Pendant 9 ans, j’ai travaillé en tant qu’ingénieure en développement et déploiement d’applications sur la plateforme bioinformatique Migale de l’unité MaIAGE. Depuis 3 ans, j’ai rejoint l’équipe de recherche StatInfOmics au sein de la même unité. Je suis amenée à traiter des données assez hétérogènes allant des données « omiques » (génomique, transcriptomique, …) mais également des données issues de traitement automatique de la langue (text-mining) par exemple.
Concrètement, en quoi cela consiste ?
Mon travail consiste à développer des outils (bio)informatiques afin d’analyser ces données, les mettre à disposition de la communauté, les visualiser, …
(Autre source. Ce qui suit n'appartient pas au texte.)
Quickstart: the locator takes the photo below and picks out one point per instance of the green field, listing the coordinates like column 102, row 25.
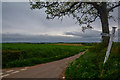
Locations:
column 23, row 54
column 90, row 65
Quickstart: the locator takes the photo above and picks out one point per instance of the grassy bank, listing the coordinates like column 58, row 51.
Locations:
column 23, row 54
column 90, row 65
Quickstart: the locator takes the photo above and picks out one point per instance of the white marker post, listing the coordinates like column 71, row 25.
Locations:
column 110, row 44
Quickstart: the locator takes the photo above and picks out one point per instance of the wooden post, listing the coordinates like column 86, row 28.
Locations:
column 110, row 44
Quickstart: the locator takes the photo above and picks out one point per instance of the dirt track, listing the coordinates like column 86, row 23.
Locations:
column 48, row 70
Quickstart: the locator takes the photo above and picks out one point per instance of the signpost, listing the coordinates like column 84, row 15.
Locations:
column 110, row 43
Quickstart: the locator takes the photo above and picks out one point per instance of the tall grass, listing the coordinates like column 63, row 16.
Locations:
column 23, row 54
column 90, row 65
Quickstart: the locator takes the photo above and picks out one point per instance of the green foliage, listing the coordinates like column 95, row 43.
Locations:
column 21, row 54
column 90, row 65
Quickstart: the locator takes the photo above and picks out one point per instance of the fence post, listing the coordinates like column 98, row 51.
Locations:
column 110, row 44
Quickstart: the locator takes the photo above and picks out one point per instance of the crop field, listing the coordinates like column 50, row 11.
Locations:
column 90, row 65
column 26, row 54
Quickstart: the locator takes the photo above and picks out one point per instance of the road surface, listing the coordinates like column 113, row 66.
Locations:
column 53, row 69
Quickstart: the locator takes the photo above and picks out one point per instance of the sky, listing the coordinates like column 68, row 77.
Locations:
column 21, row 24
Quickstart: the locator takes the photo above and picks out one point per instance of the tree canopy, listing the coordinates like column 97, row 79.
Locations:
column 84, row 12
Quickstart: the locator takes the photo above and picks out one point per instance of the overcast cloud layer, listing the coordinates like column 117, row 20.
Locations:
column 20, row 23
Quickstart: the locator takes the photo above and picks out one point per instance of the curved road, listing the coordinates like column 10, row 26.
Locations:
column 48, row 70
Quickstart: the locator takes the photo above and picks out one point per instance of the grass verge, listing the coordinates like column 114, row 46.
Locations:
column 90, row 65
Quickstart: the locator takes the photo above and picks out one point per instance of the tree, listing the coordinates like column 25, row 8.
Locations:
column 84, row 12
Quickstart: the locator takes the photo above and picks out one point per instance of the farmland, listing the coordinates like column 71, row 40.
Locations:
column 26, row 54
column 90, row 65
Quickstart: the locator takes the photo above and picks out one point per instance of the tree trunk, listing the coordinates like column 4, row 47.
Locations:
column 105, row 24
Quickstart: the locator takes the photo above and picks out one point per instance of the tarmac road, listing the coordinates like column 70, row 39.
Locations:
column 53, row 69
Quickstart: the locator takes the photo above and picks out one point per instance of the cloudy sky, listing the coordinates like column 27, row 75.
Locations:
column 20, row 23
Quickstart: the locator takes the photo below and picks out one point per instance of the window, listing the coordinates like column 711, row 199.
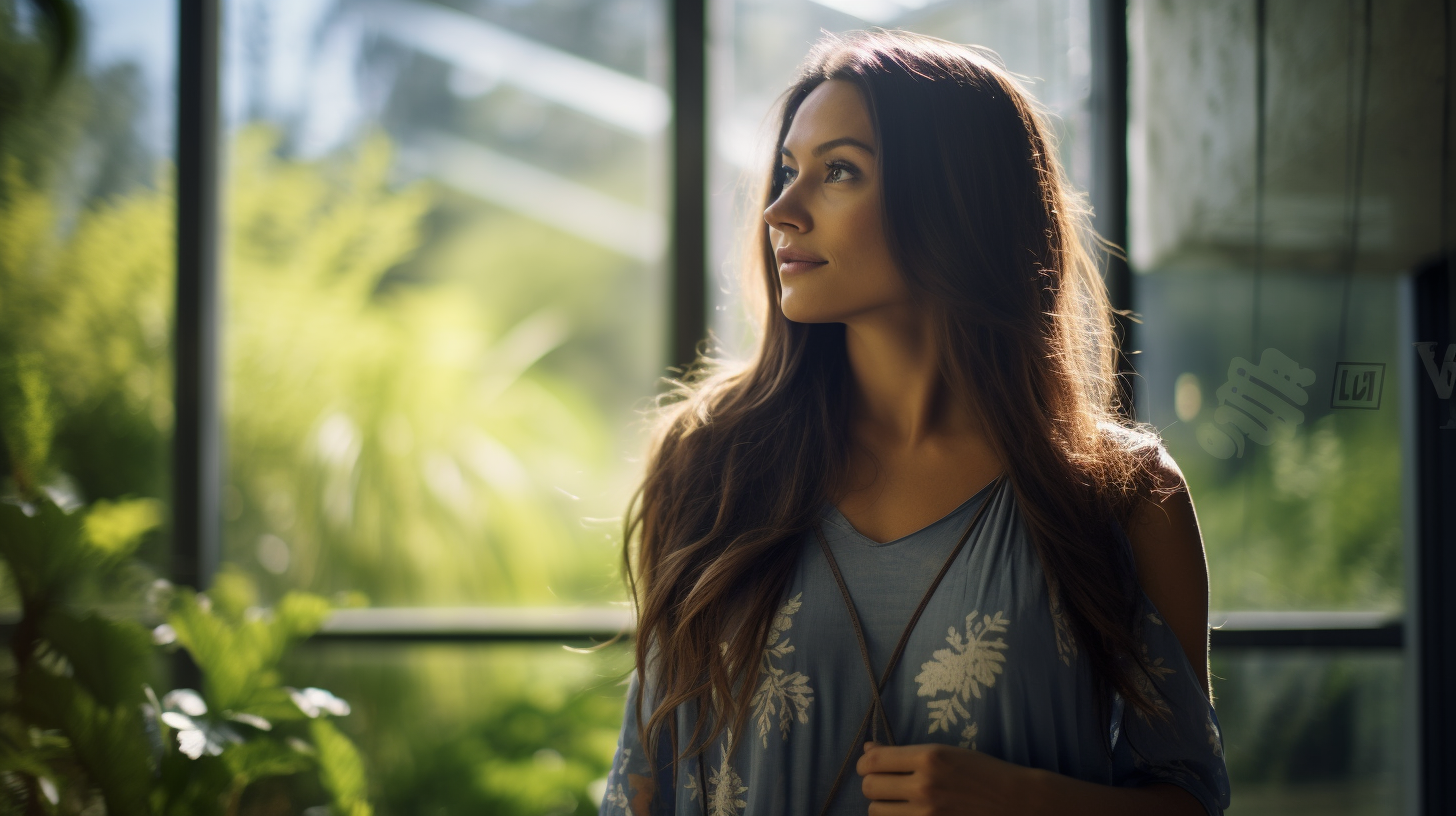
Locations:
column 1274, row 223
column 86, row 292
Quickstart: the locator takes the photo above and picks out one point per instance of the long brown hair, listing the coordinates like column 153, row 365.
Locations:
column 998, row 248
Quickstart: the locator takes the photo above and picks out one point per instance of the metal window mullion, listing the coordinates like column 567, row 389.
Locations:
column 195, row 443
column 689, row 225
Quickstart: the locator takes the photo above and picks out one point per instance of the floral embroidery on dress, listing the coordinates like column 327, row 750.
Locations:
column 786, row 695
column 725, row 790
column 1215, row 738
column 1066, row 644
column 968, row 736
column 616, row 797
column 971, row 662
column 1153, row 671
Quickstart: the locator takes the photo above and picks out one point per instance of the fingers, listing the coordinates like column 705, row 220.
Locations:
column 888, row 758
column 894, row 809
column 888, row 787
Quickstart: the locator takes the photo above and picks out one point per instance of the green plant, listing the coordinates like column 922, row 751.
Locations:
column 79, row 719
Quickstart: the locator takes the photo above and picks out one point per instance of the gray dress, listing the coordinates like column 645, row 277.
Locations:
column 992, row 665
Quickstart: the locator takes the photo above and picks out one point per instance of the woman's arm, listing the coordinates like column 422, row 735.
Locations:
column 947, row 780
column 1171, row 566
column 942, row 780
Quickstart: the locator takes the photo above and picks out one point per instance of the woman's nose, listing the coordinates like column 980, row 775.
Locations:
column 785, row 214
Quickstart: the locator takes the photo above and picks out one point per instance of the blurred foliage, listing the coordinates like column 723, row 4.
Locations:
column 366, row 413
column 1314, row 732
column 79, row 723
column 471, row 729
column 1312, row 522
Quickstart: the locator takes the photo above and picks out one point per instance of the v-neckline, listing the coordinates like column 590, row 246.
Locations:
column 840, row 520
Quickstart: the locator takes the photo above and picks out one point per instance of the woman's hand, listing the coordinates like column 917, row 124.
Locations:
column 941, row 780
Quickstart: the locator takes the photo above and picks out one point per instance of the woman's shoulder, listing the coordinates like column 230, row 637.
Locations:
column 1155, row 471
Concrètement, je participe à la mise en place de workflow d’analyses. Le dernier en date est un workflow de détection de pseudogènes chez les bactéries. C’est une collaboration entre mon équipe mais également l’Institut Pasteur. Je mets également à disposition des bases de données, comme par exemple, Omnicrobe qui est une base de données dédiée aux habitats et phénotypes de micro-organismes. Sa particularité est qu’elle regroupe des données issues de différentes sources (PubMed, GenBank, DSMZ, CIRM). Je développe des interfaces web, comme Genoscapist qui permet de visualiser des données hétérogènes le long d’un génome. On peut en effet, parcourir des données d’annotation mais également des données d’expression.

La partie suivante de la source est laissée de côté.